Figure 3 Event study: Impact of raising the MLDA on probability of intoxication, age 14 to 17

Figure 3 Event study: Impact of raising the MLDA on probability of intoxication, age 14 to 17
Figure 3 Event study: Impact of raising the MLDA on probability of intoxication, age 14 to 17
Notes: Event study showing the impact of raising the minimum legal drinking age from 16 to 18 on the probability of intoxication among teenagers aged 14 to 17. The base year is the year before the MLDA increase. Confidence intervals at the 95% level calculated using wild cluster bootstrap.

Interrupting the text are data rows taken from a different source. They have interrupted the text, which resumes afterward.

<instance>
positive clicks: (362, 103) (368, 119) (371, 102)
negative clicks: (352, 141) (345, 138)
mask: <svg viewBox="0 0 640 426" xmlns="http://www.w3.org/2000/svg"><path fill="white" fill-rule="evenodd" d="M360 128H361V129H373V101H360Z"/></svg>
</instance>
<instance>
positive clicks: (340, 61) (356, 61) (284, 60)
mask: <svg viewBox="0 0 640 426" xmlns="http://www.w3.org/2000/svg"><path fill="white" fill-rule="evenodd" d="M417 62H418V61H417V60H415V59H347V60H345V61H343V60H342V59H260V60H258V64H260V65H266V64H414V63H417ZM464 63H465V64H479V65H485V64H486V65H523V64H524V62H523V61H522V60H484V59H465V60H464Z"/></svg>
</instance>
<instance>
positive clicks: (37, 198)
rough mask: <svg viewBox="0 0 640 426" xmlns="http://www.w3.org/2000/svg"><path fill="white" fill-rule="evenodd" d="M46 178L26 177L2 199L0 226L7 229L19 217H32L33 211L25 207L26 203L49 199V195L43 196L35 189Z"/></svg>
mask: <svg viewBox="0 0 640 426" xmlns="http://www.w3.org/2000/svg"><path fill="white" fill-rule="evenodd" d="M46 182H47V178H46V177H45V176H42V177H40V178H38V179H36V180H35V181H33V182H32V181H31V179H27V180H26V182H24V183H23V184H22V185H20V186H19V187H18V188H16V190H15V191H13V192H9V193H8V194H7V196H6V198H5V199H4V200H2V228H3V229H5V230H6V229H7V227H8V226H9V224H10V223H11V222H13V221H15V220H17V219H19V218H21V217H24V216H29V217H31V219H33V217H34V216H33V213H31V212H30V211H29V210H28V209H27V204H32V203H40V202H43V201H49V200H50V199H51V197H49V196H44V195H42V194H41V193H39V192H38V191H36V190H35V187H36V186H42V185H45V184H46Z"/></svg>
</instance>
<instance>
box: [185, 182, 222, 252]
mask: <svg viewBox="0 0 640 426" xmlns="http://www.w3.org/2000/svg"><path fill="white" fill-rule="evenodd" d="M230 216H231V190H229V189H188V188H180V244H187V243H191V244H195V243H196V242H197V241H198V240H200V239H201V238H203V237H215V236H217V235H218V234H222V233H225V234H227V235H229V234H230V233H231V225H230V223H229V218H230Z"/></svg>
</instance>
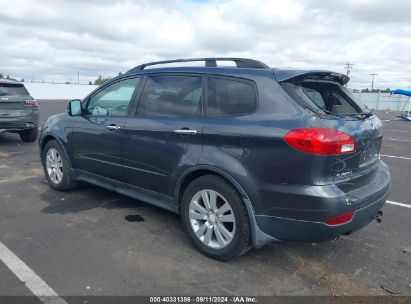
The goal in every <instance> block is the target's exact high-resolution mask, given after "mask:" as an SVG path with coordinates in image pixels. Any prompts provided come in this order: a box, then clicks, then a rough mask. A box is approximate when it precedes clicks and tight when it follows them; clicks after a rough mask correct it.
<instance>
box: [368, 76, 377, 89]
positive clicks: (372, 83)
mask: <svg viewBox="0 0 411 304" xmlns="http://www.w3.org/2000/svg"><path fill="white" fill-rule="evenodd" d="M368 75H370V76H372V80H371V90H372V89H374V77H375V76H376V75H378V74H377V73H371V74H368Z"/></svg>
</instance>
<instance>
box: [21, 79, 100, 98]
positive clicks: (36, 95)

We assess the impact on academic performance using data from the Programme for International Student Assessment (PISA), a standardised test evaluating cognitive ability among students in the year they turn 16. Adolescents exposed to the policy change improved their scores in PISA by around 4% of a standard deviation, as shown in Figure 4. This increase is equivalent to the effect of two additional months of schooling, according to the OECD. The improvement was more pronounced among students with more educated parents – precisely the group that showed the greatest reduction in alcohol consumption. Additionally, using census data from 2021, we observed a 2 percentage point increase in the likelihood of these students attending university, suggesting a longer-term benefit in terms of educational attainment.

Figure 4 Event study: Impact of raising the MLDA on PISA scores

Figure 4 Event study: Impact of raising the MLDA on PISA scores
Figure 4 Event study: Impact of raising the MLDA on PISA scores
Notes: Event study showing the impact of raising the minimum legal drinking age from 16 to 18 on PISA scores. The base year is the year before the MLDA increase. Confidence intervals at the 95% level calculated using wild cluster bootstrap.

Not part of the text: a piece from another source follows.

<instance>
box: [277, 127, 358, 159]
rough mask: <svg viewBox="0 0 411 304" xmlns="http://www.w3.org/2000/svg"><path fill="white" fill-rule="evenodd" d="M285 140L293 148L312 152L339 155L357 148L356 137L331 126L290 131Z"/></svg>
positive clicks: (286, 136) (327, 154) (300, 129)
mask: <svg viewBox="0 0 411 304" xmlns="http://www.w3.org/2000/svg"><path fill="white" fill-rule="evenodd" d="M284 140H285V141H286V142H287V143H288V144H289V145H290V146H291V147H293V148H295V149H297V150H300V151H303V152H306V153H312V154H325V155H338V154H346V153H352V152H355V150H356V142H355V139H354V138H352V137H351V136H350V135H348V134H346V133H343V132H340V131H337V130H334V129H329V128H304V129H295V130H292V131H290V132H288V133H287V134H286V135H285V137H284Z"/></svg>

What explains the improvement?

These academic gains appear to be directly linked to the cognitive effects of alcohol rather than changes in other behaviours. Teenagers maintained their usual social patterns: they still went out the same number of nights per month, came home at the same time, and spent similar amounts of time on video games. The effects are also not due to complementarities or substitutability with other substances. Their use of tobacco and cannabis remained unchanged. Interestingly, there was a significant reduction in the use of tranquilisers and sleeping pills, suggesting improvements in mental well-being. The effects are not explained by contemporaneous changes in other educational inputs, such as student-teacher ratios, instruction time, and school resources.

What are the broader implications of these findings?

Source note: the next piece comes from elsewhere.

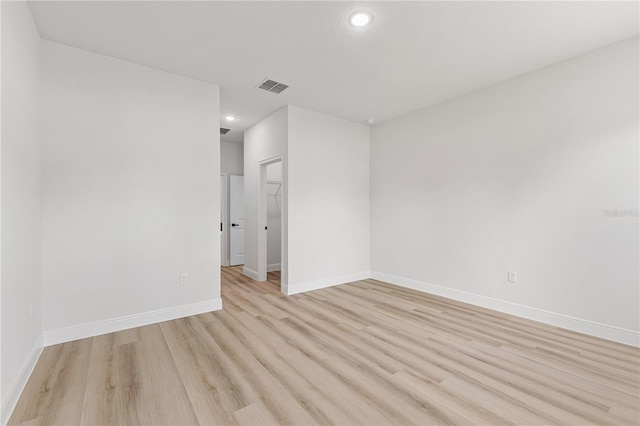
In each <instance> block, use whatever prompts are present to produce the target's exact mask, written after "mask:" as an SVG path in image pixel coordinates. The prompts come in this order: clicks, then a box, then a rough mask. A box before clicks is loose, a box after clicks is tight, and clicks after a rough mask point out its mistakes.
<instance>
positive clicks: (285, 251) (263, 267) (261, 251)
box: [257, 154, 289, 292]
mask: <svg viewBox="0 0 640 426" xmlns="http://www.w3.org/2000/svg"><path fill="white" fill-rule="evenodd" d="M278 162H280V167H281V168H282V189H281V193H282V214H281V215H280V221H281V223H280V225H281V226H280V232H281V234H280V243H281V244H280V290H281V291H282V292H285V291H286V288H287V284H288V275H289V274H288V271H289V268H288V265H289V259H288V240H287V235H288V232H287V217H288V203H287V195H288V181H287V167H286V158H285V155H284V154H279V155H274V156H271V157H268V158H265V159H264V160H262V161H260V162H258V167H259V176H260V187H259V191H258V271H257V272H258V280H257V281H266V280H267V230H266V229H265V228H266V226H267V166H268V165H270V164H274V163H278Z"/></svg>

Policies aimed at reducing alcohol consumption, such as minimum legal drinking ages, price floors (Griffith et al. 2020), or taxes, can have positive effects that extend beyond public health. Our findings may be particularly relevant to other European countries that still allow alcohol consumption from age 16, such as Germany, Austria, Belgium, Denmark, and Switzerland, which may have an opportunity to improve their human capital and future productivity by reducing teen drinking.